Trent Pollard

No. 76
- Positions: Guard, tackle

Personal information
- Born: November 20, 1972 (age 53) Seattle, Washington, U.S.
- Listed height: 6 ft 4 in (1.93 m)
- Listed weight: 330 lb (150 kg)

Career information
- High school: Rainier Beach (Seattle)
- College: Eastern Washington
- NFL draft: 1994: 5th round, 132nd overall pick

Career history
- Cincinnati Bengals (1994–1996); St. Louis Rams (1997)*;
- * Offseason and/or practice squad member only

Career NFL statistics
- Games played: 17
- Stats at Pro Football Reference

= Trent Pollard =

American football player (born 1972)

Trent Deshawn Pollard (born November 20, 1972) is an American former professional football player who was an offensive lineman for three seasons with the Cincinnati Bengals of the National Football League (NFL). He played college football for the Eastern Washington Eagles before being selected by the Bengals in the fifth round of the 1994 NFL draft.

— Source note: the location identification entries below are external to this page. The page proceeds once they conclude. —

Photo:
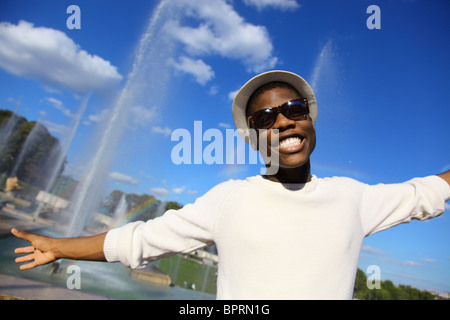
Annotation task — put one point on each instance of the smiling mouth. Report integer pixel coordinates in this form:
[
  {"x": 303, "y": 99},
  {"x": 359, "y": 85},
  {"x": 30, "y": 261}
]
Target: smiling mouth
[{"x": 291, "y": 144}]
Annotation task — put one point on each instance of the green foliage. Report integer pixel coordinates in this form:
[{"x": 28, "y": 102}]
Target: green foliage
[
  {"x": 28, "y": 149},
  {"x": 387, "y": 291}
]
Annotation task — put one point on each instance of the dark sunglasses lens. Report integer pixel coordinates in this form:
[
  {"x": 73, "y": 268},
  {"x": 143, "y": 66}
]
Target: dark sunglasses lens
[
  {"x": 295, "y": 110},
  {"x": 264, "y": 119}
]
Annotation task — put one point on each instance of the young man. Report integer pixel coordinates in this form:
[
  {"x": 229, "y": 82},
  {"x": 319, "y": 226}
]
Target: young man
[{"x": 289, "y": 235}]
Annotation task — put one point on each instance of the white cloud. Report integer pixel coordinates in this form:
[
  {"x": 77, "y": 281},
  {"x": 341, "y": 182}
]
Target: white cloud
[
  {"x": 198, "y": 68},
  {"x": 58, "y": 104},
  {"x": 159, "y": 192},
  {"x": 222, "y": 31},
  {"x": 142, "y": 116},
  {"x": 56, "y": 128},
  {"x": 178, "y": 190},
  {"x": 166, "y": 131},
  {"x": 277, "y": 4},
  {"x": 117, "y": 176},
  {"x": 52, "y": 58}
]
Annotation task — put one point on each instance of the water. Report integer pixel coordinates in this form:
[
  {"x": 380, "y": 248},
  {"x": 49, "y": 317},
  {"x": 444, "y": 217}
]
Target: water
[
  {"x": 120, "y": 212},
  {"x": 146, "y": 82},
  {"x": 107, "y": 279}
]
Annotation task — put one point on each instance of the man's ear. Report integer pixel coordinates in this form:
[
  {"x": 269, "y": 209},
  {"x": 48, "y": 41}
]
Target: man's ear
[{"x": 254, "y": 144}]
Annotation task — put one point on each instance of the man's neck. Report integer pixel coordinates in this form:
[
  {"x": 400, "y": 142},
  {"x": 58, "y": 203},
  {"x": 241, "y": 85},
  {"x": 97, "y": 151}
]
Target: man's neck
[{"x": 300, "y": 174}]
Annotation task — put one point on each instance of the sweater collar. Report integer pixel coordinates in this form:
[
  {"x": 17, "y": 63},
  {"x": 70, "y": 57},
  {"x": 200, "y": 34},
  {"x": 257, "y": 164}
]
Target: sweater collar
[{"x": 287, "y": 186}]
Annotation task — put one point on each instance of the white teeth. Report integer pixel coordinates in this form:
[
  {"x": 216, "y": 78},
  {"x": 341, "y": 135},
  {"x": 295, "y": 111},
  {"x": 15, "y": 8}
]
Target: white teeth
[{"x": 290, "y": 142}]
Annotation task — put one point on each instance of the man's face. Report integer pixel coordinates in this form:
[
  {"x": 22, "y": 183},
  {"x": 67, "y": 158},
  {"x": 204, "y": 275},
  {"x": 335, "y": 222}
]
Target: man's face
[{"x": 297, "y": 139}]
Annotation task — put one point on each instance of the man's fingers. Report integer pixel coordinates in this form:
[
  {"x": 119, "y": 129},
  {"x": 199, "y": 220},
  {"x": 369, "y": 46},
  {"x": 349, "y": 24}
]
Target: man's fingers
[
  {"x": 25, "y": 258},
  {"x": 28, "y": 266},
  {"x": 20, "y": 234},
  {"x": 29, "y": 249}
]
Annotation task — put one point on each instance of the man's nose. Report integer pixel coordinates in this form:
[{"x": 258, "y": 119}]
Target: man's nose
[{"x": 283, "y": 122}]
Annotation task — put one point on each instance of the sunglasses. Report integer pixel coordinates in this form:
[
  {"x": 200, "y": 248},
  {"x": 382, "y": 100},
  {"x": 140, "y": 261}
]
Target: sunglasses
[{"x": 297, "y": 109}]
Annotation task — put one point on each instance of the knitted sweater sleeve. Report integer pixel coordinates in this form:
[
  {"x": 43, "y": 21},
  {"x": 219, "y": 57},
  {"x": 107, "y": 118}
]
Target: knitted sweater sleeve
[
  {"x": 383, "y": 206},
  {"x": 176, "y": 231}
]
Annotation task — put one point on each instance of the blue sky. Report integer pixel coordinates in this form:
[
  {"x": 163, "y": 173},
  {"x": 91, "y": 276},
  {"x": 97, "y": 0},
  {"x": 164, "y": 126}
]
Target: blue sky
[{"x": 382, "y": 94}]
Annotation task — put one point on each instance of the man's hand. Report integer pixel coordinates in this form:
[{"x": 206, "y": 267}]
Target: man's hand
[{"x": 40, "y": 250}]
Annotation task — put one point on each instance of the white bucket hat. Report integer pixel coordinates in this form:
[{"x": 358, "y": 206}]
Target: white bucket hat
[{"x": 240, "y": 101}]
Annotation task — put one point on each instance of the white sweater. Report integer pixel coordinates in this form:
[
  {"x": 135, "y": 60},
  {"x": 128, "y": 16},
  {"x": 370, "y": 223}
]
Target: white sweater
[{"x": 278, "y": 241}]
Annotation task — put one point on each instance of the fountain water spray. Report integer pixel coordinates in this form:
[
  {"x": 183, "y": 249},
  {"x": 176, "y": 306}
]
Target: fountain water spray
[{"x": 144, "y": 83}]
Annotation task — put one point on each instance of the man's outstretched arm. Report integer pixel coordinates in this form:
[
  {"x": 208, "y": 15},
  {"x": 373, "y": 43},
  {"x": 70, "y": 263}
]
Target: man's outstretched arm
[
  {"x": 445, "y": 176},
  {"x": 44, "y": 250}
]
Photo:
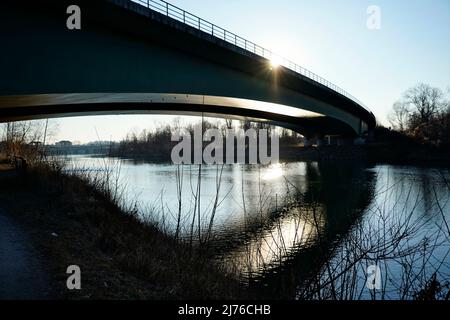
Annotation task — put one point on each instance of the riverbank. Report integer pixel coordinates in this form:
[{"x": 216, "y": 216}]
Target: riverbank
[{"x": 120, "y": 257}]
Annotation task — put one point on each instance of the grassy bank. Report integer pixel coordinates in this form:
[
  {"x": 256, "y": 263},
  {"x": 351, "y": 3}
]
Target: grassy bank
[{"x": 73, "y": 222}]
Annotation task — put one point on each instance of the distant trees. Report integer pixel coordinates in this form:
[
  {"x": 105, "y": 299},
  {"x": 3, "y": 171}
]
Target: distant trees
[
  {"x": 424, "y": 113},
  {"x": 156, "y": 145}
]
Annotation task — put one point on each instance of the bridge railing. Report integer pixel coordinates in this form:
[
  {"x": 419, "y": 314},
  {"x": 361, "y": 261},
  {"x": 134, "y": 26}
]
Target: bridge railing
[{"x": 194, "y": 21}]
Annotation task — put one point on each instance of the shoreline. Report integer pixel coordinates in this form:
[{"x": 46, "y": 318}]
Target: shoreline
[{"x": 120, "y": 256}]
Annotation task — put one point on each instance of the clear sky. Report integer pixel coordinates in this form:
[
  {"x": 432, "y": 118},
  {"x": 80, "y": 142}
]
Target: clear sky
[{"x": 328, "y": 37}]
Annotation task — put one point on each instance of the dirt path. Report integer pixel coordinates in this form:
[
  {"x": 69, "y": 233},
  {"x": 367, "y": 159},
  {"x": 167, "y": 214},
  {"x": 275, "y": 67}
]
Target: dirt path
[{"x": 21, "y": 272}]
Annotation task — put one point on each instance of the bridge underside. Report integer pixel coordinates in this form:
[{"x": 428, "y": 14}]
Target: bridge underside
[
  {"x": 132, "y": 61},
  {"x": 32, "y": 107}
]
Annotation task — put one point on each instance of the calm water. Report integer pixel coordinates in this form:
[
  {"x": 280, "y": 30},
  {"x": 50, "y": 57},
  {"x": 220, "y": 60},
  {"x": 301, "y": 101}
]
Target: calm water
[{"x": 277, "y": 224}]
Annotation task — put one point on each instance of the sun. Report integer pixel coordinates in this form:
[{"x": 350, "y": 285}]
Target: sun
[{"x": 275, "y": 62}]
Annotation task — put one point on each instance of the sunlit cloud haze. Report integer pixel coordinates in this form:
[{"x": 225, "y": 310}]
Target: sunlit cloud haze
[{"x": 330, "y": 38}]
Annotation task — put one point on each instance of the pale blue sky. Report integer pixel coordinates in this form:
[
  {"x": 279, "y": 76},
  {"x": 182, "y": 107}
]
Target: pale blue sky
[{"x": 331, "y": 39}]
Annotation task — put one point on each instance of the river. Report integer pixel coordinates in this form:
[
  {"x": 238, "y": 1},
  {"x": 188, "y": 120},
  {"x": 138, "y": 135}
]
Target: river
[{"x": 279, "y": 224}]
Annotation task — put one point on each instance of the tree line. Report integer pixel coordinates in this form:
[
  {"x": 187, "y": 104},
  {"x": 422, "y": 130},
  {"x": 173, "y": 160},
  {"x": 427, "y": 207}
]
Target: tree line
[{"x": 423, "y": 113}]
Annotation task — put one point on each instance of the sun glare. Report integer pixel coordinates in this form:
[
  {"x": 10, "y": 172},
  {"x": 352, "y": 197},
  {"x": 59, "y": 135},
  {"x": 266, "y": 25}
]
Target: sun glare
[{"x": 275, "y": 62}]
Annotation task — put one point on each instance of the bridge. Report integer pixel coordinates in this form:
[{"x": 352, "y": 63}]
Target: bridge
[{"x": 152, "y": 57}]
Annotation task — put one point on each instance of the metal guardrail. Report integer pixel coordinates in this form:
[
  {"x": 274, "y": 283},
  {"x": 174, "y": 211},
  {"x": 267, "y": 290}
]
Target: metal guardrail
[{"x": 194, "y": 21}]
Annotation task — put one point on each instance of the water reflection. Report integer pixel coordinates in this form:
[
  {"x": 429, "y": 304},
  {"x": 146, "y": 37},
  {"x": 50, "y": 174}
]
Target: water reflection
[{"x": 279, "y": 225}]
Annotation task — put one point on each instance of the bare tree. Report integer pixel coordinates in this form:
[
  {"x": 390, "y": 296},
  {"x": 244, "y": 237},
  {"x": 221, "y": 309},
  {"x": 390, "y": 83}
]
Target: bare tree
[
  {"x": 425, "y": 102},
  {"x": 399, "y": 116}
]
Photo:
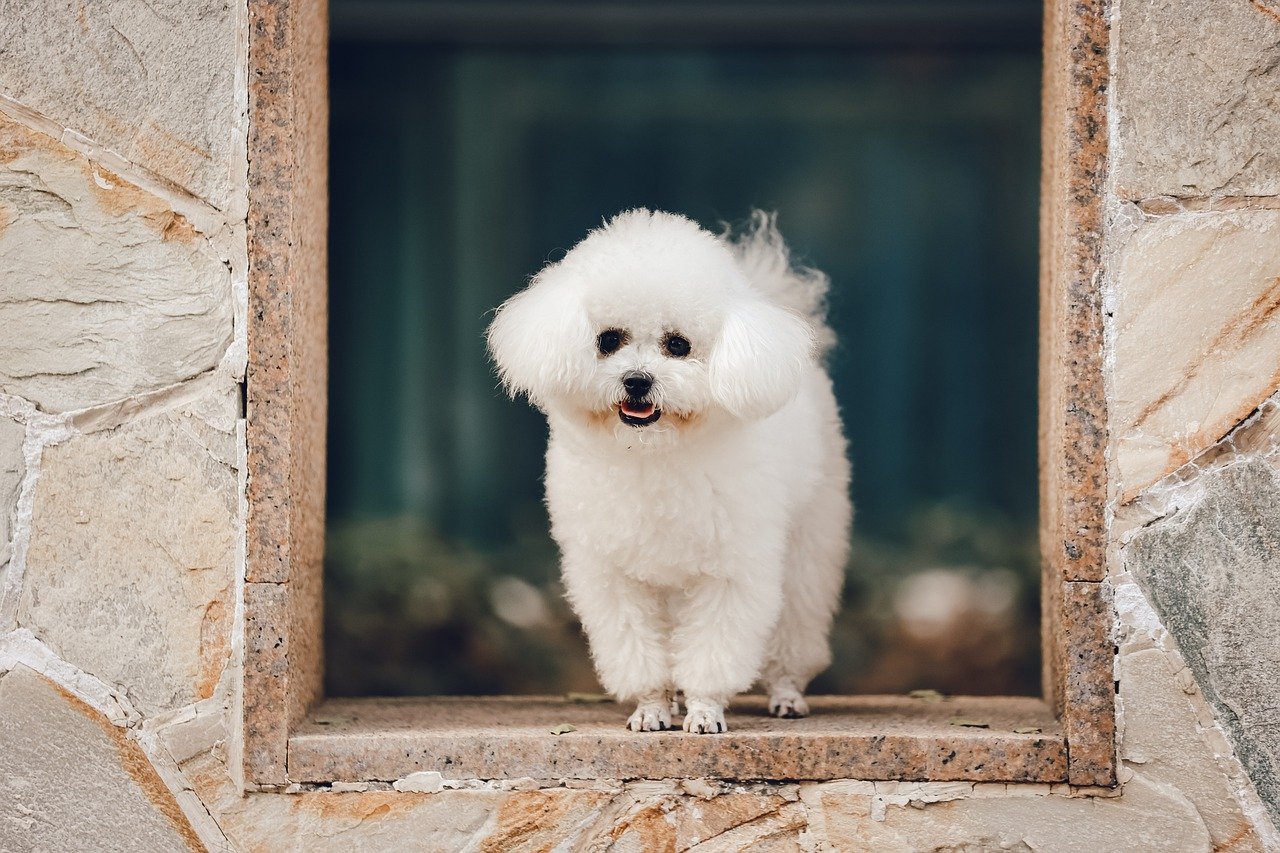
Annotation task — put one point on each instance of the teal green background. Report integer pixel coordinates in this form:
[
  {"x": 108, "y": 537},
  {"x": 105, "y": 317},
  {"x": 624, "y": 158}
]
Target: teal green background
[{"x": 908, "y": 174}]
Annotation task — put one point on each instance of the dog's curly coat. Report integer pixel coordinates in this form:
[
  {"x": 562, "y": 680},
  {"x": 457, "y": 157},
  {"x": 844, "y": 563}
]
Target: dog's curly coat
[{"x": 696, "y": 475}]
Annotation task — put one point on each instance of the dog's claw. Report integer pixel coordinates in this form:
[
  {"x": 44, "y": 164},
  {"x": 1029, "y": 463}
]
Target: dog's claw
[
  {"x": 704, "y": 717},
  {"x": 650, "y": 716},
  {"x": 789, "y": 705}
]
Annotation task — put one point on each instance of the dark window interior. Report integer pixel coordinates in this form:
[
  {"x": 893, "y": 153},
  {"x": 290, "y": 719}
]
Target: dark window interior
[{"x": 474, "y": 142}]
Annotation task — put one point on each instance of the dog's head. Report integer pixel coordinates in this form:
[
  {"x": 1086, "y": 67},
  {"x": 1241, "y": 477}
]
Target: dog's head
[{"x": 649, "y": 324}]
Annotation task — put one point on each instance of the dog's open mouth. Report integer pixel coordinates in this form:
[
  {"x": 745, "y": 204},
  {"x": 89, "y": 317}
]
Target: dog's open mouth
[{"x": 638, "y": 413}]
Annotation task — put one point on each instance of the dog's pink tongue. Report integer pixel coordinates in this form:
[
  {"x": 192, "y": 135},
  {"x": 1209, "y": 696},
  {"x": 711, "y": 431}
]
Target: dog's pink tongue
[{"x": 638, "y": 411}]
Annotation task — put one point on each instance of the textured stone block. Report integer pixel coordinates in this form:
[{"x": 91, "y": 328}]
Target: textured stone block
[
  {"x": 152, "y": 81},
  {"x": 10, "y": 478},
  {"x": 72, "y": 781},
  {"x": 1197, "y": 337},
  {"x": 108, "y": 291},
  {"x": 1196, "y": 97},
  {"x": 1161, "y": 737},
  {"x": 1210, "y": 571},
  {"x": 129, "y": 571}
]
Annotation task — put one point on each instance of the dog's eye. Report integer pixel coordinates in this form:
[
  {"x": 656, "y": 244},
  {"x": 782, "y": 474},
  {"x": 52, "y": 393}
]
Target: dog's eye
[
  {"x": 608, "y": 341},
  {"x": 676, "y": 346}
]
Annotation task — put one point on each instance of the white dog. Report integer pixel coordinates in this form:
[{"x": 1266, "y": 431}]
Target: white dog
[{"x": 695, "y": 474}]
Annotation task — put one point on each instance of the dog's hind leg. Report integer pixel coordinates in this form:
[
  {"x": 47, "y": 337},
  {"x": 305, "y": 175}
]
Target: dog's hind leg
[{"x": 799, "y": 647}]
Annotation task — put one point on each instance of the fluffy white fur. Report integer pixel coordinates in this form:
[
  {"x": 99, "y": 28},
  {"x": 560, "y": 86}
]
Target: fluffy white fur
[{"x": 705, "y": 550}]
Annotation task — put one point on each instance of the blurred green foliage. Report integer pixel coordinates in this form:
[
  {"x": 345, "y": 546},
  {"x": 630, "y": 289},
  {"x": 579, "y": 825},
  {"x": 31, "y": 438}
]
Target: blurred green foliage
[{"x": 909, "y": 174}]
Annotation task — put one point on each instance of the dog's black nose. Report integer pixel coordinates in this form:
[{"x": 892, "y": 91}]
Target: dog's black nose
[{"x": 636, "y": 383}]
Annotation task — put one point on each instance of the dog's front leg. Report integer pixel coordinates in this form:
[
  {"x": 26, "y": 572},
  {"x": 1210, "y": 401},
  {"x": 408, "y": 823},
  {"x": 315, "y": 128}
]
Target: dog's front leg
[
  {"x": 626, "y": 628},
  {"x": 721, "y": 628}
]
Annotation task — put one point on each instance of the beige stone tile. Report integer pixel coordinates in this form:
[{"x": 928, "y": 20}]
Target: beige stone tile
[
  {"x": 108, "y": 292},
  {"x": 129, "y": 570},
  {"x": 150, "y": 80},
  {"x": 1196, "y": 97},
  {"x": 1161, "y": 738},
  {"x": 69, "y": 780},
  {"x": 1197, "y": 337}
]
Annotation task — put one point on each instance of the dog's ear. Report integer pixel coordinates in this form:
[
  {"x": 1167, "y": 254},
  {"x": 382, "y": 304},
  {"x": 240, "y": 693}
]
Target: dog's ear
[
  {"x": 539, "y": 340},
  {"x": 759, "y": 357}
]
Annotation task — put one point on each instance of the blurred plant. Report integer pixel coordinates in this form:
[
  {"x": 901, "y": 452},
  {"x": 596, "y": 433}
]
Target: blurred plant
[
  {"x": 951, "y": 605},
  {"x": 408, "y": 612}
]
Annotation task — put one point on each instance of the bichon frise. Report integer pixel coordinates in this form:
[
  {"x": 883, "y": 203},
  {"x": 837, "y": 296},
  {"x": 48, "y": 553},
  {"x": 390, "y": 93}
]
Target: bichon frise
[{"x": 696, "y": 475}]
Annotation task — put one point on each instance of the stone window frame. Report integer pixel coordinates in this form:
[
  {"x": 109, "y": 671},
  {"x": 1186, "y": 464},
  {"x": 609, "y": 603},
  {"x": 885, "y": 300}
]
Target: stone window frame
[{"x": 286, "y": 387}]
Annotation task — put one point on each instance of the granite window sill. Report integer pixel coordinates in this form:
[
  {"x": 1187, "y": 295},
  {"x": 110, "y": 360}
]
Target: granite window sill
[{"x": 869, "y": 738}]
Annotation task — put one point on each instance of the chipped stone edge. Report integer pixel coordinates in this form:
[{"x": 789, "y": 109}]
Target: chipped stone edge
[{"x": 1138, "y": 625}]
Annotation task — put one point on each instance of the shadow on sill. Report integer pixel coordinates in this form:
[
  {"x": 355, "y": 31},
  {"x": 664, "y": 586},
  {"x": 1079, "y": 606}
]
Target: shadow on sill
[{"x": 869, "y": 738}]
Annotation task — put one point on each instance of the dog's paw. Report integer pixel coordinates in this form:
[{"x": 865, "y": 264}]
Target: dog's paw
[
  {"x": 650, "y": 715},
  {"x": 704, "y": 717},
  {"x": 787, "y": 703}
]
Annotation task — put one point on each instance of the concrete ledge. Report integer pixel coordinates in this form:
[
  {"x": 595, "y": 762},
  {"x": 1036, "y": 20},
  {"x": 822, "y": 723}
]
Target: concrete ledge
[{"x": 871, "y": 738}]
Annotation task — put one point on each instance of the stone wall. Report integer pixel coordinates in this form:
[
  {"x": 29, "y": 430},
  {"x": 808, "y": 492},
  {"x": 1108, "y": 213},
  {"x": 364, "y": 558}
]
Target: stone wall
[{"x": 124, "y": 263}]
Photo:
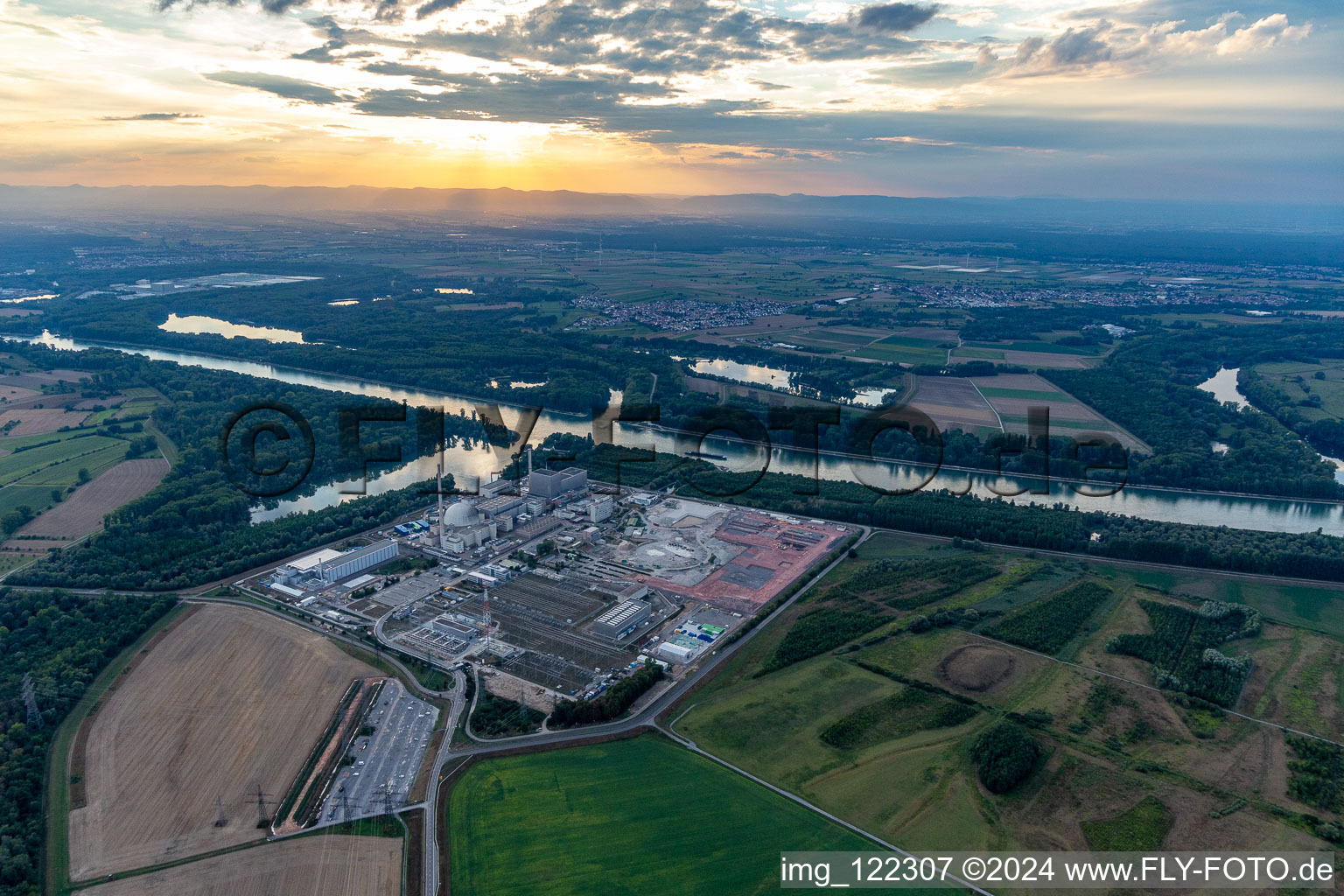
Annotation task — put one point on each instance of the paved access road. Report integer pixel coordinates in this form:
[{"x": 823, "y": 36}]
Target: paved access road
[{"x": 385, "y": 760}]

After his playing career, Pollard became a football coach at his alma mater, Rainier Beach High School in Seattle. He continued to work with students in Seattle Public Schools, as an assistant principal at Cleveland High School. Black History Today: Trent and Ericka Pollard, leading with love Mr Pollard is an assistant principal at Hazen High School.

His wife, Ericka Johnson Pollard, is a former teacher at B. F. Day Elementary School and previously served as an assistant principal at Franklin High School in Seattle. Ms. Pollard is the principal of Tally High School.